= Peak inverse voltage =

Characteristic of a diode rectifier circuit

The peak inverse voltage is either the specified maximum voltage that a diode rectifier can block, or, alternatively, the maximum voltage that a rectifier needs to block in a given circuit. The peak inverse voltage increases with an increase in temperature and decreases with a decrease in temperature. In simple terms, peak inverse voltage is the maximum reverse voltage that a diode can withstand.

==In semiconductor diodes==

In semiconductor diodes, peak reverse voltage or peak inverse voltage is the maximum voltage that a diode can withstand in the reverse direction without breaking down or avalanching.
If this voltage is exceeded the diode may be destroyed. Diodes must have a peak inverse voltage rating that is higher than the maximum voltage that will be applied to them in a given application.

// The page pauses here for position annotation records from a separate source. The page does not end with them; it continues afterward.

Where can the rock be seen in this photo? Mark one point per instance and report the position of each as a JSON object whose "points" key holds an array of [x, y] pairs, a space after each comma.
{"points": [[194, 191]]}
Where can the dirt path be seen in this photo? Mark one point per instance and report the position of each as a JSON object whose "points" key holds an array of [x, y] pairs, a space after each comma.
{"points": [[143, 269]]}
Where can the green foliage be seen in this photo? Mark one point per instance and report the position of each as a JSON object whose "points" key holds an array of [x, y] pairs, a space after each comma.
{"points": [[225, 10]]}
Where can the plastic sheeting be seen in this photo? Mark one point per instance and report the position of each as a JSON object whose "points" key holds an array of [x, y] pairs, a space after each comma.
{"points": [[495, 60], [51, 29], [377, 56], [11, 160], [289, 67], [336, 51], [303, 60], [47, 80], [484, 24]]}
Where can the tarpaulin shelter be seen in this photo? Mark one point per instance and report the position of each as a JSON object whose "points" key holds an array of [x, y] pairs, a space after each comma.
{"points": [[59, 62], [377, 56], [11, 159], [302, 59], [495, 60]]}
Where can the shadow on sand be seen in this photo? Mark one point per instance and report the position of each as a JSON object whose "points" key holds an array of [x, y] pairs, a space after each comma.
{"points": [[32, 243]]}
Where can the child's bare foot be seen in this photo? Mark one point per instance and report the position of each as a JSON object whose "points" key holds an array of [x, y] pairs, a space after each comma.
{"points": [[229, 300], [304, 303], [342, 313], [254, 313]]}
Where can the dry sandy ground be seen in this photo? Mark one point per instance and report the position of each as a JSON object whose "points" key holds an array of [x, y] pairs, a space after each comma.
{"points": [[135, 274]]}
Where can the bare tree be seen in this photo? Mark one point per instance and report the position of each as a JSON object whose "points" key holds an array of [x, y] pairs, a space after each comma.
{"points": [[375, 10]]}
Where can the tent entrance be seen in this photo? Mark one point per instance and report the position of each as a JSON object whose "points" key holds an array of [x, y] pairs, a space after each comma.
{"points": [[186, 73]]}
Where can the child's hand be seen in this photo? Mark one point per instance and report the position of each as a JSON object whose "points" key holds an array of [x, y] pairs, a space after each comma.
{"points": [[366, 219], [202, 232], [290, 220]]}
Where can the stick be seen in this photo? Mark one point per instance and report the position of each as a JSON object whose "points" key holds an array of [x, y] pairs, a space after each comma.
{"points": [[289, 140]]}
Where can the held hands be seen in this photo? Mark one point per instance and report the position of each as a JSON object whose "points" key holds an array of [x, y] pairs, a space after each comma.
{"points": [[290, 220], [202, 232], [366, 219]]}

==In rectifier applications==

For rectifier applications, peak inverse voltage (PIV) or peak reverse voltage (PRV) is the maximum value of reverse voltage which occurs at the peak of the input cycle when the diode is reverse-biased. The portion of the sinusoidal waveform which repeats or duplicates itself is known as the cycle. The part of the cycle above the horizontal axis is called the positive half-cycle, or alternation; the part of the cycle below the horizontal axis is called the negative alternation. With reference to the amplitude of the cycle, the peak inverse voltage is specified as the maximum negative value of the sine-wave within a cycle's negative alternation.